Universitas Cordova telah menjadi pilihan utama bagi
generasi muda yang mencintai ilmu pengetahuan. Untuk pengembangan ilmu-ilmu
akal, mereka lakukan dengan jalan penerjemahan karya-karya Yunani kuno dan
Persia kedalam bahasa Arab, terutama karya-karya Aristoteles dan Plato.
Langkah yang diambil al-Hakam II adalah dalam rangka
memajukan pendidikan Spanyol Islam, kemudian diikuti oleh para penguasa
sesudahnya. Bahkan diantara para pengusaha ada yang menyiapkan istananya
sebagai pusat pengkajian dan pengembangan ilmu pengetahuan, seperti kajian
filsafat, ilmu pengetahuan, dan leteratur. Khusus di Cordova, telah banyak
berdiri lembaga pendidikan dari tingkat rendah sampai perguruan tinggi kurang
lebih 800 buah sekolah. Belum lagi sekolah-sekolah yang ada di daerah-daerah
lain, seperti di Toledo, Seville, Granada dan lain-lain.
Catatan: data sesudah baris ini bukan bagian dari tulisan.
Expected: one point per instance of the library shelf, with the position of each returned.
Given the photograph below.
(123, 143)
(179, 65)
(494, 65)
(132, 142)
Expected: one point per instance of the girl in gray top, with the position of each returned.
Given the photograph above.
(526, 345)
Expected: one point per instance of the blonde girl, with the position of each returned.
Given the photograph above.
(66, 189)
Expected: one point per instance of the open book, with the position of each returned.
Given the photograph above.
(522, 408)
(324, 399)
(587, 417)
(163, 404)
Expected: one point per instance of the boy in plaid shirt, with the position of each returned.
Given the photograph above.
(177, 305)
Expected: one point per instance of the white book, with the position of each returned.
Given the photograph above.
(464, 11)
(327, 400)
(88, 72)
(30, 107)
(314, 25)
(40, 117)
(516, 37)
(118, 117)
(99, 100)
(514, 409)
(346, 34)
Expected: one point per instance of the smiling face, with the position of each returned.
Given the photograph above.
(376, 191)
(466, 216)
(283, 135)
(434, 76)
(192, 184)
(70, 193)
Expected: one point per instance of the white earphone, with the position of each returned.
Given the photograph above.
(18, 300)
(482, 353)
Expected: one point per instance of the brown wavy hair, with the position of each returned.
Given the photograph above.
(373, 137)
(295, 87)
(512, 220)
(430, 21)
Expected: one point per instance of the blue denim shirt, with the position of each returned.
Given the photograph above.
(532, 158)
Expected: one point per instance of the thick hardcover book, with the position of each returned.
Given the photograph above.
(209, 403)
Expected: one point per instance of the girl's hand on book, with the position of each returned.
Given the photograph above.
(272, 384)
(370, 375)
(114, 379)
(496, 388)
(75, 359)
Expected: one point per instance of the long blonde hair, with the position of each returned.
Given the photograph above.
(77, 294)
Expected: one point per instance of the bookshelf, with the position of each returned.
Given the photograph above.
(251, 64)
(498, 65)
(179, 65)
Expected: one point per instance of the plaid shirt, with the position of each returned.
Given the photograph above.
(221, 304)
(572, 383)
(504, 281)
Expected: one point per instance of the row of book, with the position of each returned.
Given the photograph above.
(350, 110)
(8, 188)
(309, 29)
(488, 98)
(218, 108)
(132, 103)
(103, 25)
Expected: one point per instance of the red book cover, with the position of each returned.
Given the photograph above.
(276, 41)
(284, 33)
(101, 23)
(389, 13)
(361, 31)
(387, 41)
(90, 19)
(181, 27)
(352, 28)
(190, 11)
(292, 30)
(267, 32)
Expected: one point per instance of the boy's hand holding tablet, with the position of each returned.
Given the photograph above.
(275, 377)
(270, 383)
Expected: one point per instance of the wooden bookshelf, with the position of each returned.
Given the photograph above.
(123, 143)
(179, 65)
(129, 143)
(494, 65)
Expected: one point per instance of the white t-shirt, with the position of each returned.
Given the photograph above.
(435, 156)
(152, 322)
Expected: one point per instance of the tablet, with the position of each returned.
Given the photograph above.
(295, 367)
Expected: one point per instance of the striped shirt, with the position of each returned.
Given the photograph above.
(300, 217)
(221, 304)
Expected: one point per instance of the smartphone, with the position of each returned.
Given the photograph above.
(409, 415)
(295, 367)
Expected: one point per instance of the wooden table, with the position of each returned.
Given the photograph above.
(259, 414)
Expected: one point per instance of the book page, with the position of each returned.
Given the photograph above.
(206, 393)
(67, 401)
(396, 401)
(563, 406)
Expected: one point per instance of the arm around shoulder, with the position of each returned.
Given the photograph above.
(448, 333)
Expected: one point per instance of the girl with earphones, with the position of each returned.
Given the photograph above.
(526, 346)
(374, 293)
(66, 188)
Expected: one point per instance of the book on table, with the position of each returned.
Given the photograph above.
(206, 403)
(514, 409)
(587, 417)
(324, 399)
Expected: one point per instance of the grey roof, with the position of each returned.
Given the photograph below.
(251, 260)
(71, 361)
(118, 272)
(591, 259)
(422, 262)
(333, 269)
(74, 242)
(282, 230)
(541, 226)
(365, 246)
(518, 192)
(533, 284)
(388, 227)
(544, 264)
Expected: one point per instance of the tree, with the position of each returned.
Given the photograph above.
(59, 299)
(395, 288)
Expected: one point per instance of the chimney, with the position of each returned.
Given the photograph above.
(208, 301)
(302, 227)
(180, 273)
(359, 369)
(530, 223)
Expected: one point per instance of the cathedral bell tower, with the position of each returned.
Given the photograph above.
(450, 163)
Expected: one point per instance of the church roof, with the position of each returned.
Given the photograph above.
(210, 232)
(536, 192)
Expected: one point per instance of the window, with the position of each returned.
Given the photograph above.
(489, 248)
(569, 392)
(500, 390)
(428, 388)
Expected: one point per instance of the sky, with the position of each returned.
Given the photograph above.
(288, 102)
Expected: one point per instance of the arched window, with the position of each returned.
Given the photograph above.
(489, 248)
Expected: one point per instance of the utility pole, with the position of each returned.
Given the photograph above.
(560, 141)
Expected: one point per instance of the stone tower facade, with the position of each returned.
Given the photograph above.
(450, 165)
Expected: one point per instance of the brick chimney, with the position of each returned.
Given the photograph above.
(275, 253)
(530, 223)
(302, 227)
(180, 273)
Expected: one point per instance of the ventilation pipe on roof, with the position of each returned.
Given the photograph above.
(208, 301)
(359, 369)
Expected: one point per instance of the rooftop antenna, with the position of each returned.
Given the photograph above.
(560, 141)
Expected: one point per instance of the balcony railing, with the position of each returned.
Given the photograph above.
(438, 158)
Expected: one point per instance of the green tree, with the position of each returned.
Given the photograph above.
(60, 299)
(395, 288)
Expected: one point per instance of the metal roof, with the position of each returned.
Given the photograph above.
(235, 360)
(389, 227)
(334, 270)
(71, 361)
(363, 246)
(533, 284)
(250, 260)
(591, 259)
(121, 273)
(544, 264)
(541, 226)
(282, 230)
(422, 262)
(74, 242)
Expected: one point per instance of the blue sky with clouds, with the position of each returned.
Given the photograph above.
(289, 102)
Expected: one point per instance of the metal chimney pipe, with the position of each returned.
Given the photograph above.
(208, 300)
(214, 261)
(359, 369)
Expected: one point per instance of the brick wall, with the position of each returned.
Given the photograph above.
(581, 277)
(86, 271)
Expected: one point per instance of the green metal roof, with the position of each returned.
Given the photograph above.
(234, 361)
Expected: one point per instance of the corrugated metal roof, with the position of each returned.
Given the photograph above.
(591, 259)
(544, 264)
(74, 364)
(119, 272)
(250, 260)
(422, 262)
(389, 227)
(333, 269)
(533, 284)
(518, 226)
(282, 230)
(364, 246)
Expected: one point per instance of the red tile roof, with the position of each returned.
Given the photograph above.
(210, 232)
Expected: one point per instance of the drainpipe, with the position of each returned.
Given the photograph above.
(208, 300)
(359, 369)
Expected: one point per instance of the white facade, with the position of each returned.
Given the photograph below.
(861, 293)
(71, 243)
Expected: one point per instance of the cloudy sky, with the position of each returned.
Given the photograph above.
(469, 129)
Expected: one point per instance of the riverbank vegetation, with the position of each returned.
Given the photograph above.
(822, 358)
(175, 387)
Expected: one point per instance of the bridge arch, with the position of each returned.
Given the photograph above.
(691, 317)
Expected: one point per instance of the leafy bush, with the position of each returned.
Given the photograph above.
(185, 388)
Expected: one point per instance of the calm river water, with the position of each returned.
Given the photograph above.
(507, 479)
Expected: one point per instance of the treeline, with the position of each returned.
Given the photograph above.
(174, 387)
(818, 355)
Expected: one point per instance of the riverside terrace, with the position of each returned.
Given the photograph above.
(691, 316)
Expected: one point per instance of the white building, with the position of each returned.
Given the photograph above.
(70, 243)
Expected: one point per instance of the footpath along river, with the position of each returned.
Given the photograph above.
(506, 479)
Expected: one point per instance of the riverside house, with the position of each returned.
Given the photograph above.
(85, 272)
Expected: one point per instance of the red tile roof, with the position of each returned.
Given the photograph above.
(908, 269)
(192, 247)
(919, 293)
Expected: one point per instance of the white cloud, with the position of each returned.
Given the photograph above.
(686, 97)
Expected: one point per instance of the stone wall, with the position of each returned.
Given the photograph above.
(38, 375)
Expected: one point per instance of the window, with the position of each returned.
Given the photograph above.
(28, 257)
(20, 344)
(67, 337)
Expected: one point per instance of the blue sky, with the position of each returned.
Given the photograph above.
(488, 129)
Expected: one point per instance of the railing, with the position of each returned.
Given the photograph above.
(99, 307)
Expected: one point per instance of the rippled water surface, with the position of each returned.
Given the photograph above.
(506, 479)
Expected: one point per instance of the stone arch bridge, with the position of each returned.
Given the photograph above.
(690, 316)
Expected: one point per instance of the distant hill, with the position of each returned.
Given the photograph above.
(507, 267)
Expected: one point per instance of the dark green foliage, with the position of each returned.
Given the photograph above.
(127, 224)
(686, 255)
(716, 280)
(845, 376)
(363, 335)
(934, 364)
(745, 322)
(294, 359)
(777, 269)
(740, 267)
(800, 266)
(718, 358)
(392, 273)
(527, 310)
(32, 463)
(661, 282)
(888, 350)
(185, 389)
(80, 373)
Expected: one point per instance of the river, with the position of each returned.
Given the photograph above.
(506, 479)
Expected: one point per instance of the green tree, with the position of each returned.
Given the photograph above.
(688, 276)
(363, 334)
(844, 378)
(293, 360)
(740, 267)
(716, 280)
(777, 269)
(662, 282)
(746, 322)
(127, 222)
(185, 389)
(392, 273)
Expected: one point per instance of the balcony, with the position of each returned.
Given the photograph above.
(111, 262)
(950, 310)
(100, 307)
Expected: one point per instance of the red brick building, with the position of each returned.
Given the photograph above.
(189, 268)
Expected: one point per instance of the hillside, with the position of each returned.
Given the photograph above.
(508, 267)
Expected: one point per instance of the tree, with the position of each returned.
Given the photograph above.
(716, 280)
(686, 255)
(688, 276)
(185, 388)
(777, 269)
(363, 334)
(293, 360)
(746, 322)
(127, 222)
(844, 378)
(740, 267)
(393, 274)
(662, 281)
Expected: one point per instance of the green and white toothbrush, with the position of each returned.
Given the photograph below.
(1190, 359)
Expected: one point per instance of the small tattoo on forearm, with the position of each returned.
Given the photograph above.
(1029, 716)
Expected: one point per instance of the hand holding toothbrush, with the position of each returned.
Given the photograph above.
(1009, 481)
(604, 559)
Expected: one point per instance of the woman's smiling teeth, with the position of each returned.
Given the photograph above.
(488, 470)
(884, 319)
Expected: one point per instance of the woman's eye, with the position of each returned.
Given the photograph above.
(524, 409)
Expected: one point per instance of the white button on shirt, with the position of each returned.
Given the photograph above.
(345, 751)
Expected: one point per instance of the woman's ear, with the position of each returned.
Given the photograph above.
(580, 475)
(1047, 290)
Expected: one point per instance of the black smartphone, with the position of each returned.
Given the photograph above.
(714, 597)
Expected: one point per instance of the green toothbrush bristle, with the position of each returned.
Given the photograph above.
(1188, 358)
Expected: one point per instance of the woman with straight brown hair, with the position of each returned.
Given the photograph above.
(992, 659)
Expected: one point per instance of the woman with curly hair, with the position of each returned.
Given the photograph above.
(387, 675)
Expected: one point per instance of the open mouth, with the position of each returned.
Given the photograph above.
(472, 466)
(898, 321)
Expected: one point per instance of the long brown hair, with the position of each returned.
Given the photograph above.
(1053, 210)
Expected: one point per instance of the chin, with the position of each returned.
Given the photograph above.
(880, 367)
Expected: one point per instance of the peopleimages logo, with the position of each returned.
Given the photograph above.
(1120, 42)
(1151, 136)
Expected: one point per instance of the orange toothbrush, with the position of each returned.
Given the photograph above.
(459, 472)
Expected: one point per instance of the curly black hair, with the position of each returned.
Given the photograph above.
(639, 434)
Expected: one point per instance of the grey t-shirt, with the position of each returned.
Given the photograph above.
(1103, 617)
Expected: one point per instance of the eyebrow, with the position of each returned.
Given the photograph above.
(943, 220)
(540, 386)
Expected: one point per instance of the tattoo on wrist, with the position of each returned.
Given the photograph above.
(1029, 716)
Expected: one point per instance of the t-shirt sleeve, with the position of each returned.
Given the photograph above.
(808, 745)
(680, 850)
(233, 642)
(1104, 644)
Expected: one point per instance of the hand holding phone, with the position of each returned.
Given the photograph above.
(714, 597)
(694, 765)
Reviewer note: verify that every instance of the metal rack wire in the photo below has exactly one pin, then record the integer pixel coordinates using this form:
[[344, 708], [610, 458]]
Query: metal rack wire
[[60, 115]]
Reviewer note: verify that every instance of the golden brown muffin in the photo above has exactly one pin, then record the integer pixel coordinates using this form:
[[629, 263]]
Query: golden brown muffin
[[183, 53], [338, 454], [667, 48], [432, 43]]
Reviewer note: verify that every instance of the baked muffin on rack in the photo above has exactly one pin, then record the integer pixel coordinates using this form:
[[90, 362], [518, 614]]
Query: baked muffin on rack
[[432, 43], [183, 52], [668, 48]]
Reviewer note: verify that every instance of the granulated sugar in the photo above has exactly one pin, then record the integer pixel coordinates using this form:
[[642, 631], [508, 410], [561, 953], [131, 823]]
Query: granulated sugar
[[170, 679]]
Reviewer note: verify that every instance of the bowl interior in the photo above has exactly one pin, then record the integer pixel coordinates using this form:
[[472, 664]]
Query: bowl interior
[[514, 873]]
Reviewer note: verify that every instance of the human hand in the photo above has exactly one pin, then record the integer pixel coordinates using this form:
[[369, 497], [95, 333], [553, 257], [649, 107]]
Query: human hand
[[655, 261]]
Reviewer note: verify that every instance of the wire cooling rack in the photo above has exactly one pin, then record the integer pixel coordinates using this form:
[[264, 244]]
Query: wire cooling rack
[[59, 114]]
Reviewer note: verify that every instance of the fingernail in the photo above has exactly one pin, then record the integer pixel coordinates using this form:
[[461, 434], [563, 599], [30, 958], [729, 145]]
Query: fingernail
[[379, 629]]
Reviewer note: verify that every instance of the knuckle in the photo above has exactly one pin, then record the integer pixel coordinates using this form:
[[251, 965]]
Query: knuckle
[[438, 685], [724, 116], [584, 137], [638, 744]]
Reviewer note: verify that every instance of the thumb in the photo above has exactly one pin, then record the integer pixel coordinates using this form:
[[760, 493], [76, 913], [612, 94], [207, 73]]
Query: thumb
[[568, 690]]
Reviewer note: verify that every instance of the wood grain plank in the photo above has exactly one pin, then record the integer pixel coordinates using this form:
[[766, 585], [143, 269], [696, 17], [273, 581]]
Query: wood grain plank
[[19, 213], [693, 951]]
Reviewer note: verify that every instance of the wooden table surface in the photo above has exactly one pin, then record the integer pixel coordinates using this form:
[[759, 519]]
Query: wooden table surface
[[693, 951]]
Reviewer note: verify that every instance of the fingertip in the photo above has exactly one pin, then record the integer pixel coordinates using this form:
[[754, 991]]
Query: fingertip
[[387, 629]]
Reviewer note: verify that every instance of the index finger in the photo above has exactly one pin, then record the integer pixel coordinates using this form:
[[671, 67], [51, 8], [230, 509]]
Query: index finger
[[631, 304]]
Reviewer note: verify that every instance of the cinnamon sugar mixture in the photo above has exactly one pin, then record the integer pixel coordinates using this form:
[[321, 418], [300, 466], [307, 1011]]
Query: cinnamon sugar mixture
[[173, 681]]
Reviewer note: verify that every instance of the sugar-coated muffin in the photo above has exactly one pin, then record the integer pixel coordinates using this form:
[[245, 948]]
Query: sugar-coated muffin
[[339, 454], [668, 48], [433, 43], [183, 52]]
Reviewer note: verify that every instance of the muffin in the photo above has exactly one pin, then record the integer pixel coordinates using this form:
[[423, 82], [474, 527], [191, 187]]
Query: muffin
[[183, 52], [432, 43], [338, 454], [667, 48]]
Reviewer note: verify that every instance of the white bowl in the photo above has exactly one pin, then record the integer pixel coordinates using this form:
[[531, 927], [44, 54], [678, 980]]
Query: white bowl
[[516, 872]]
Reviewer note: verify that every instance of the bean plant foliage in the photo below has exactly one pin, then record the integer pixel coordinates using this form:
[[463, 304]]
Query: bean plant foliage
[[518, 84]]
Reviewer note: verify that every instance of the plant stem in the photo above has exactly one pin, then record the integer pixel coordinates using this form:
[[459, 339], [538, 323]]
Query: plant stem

Sangat nampak bahwa lembaga pendidikan pada waktu itu
sudah tertata dengan baik secara professional. Hal ini dapat dilihat dari
stratafikasi tahapan-tahapan pendidikan dari tingkat rendah, madrasah sampai ke
perguruan tinggi, sesuai dengan taraf perkembangan peserta didik, guru,
fasilitas, maupun materi yang diajarkan.
Semangat untuk menuntut ilmu yang diperkenalkan
Spanyol Islam, bukan hanya untuk pelajar muslim saja akan tetapi juga terbuka
untuk pelajar nonmuslin. Sikap toleransi yang ditawarkan, membuat para pelajar
nonmuslim berlomba-lomba untuk menuntut ilmu di Spanyol Islam. Mereka
diberlakukan sama sederajat. Fenomena ini merupakan salah satu faktor penarik
perhatian para pelajar untuk datang dan menimba ilmu pengetahuan ke Spanyol.
Dari uraian diatas, dapat dilihat dengan jelas bahwa
pendidikan yang ditawarkan pada lembaga pendidikan Spanyol Islam tidak bersifat
parsial, akan tetapi bersifat integral. Sistem pendidikannya tidak mengenal ras
tertentu. Semua orang memiliki hak dan kewajiban yang sama untuk mendapatkan
pendidikan. Ke-obyektifan inilah yang membuahkan nilai kompetisi positif dalam
pengembangan ilmu pengetahuan kearah yang lebih maju. Motivasi umat dalam
menuntut ilmu pada waktu itu bukan disebabkan faktor untuk mendapatkan makan,
akan tetapi kerena dorongan oleh nilai-nilai ajaran agamanya yang mewajibkannya
untuk menuntut ilmu. Kesadaran inilah yang menupang pendidikan Spanyol Islam
pada waktu itu. Tingginya motivasi agama, telah memotivasi umat Islam
berlomba-lomba, apakah untuk mendirikan lembaga pendidikan, maupun mengisi
(belajar) di lembaga pendidikan yang sudah ada. Upaya swastanisasi lembaga
pendidikan yang ditunjukkan, bukan berupaya mengkomersilkan lembaga tersebut,
tetapi berupaya untuk melaksanakan tugas dan fungsinya di muka bumi, sebagai ‘abd
dan khalifah.
Pendidikan Spanyol Islam memberlakukan kurikulum
universal dan komprehensif. Artinya, menawarkan pendidikan agama dan umum
secara integral pada setiap tingkatan pendidikannya, khususnya pendidikan
tinggi. Indikasi dari kedalaman dan keluasan kurikulum Spanyol Islam waktu itu
boleh jadi ditentukan konsekwensi-konsekwensi pratikal yang bermanfaat bagi
manusia, sehingga pola kurikulum yang diterapkan tidakbersifat fleksibel dan
adaptik. Untuk pendidikan kejuruan, kurikulum yang ditawarkan boleh memberikan
penekanan khusus pada spesialisasi yang ditawarkan. Pengembangan kebijaksanaan
ini diberikan hak kepada kebijaksanaan lembaga atau penguasa di mana pendidikan
itu dilaksanakan.
Sedangkan metode yang diterapkan, dapat dibagi kepada
dua macam. Pertama, Metode bagi pendidikan formal. Pada
pendidikan ini, guru (dosen) duduk diatas podium. Ia memberikan
pelajaran-khususnya pendidikan tinggi-dengan membacakan manuskrip-manuskrip.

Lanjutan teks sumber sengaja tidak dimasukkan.